In a titration, the equivalence point is reached when the amount of titrant added is just enough to completely neutralize the analyte solution. At this point, the number of moles of acid equals the number of moles of base. This is significant because it signifies that the reaction is complete.
In the specific case of titrating HCN with KOH, reaching the equivalence point means all the HCN has been converted to CN⁻. This conversion leads to changes in pH properties because the CN⁻ would then act as a base in water, affecting the solution's pH.
The equivalence point should not be confused with the endpoint, which is the point where the indicator used in the titration changes color.

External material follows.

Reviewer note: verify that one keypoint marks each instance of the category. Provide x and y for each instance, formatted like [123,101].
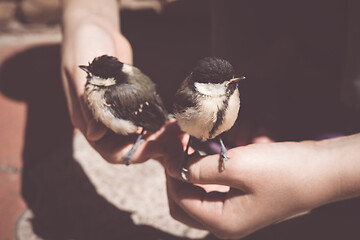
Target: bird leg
[184,169]
[223,156]
[137,143]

Henderson-Hasselbalch Equation

The Henderson-Hasselbalch equation is a formula used to estimate the pH of a buffer solution. It relates the pH of the solution to the pKa (the negative logarithm of the acid dissociation constant) and the ratio of the concentrations of the conjugate base to the weak acid. The equation is:\[ pH = pKa + \log\left(\frac{[A^-]}{[HA]}\right) \]In this equation:

• \([A^-]\) is the concentration of the conjugate base
• \([HA]\) is the concentration of the weak acid

This equation is particularly useful in titration scenarios when a buffer solution is formed, allowing you to easily calculate the pH based on known concentrations without solving complex equilibrium expressions.

pH Calculation

Calculating pH is a critical component in understanding the chemical nature of a solution. The pH is a measure of the acidity or basicity of a solution, on a scale from 0 to 14. In a titration context, calculating the pH at various points helps to track the reaction's progress.
For example, before any KOH is added to the HCN solution, you'd use the acid dissociation constant \(K_a\) to find the concentration of hydrogen ions and compute the pH. During the titration, if a buffer solution is formed, the Henderson-Hasselbalch equation becomes handy. After the equivalence point, you focus on excess base calculations to find the pOH, and thus the pH.
Accurate pH calculations enable precise chemical analysis during titration processes, ensuring you can determine the endpoint and equivalence point of the reaction accurately.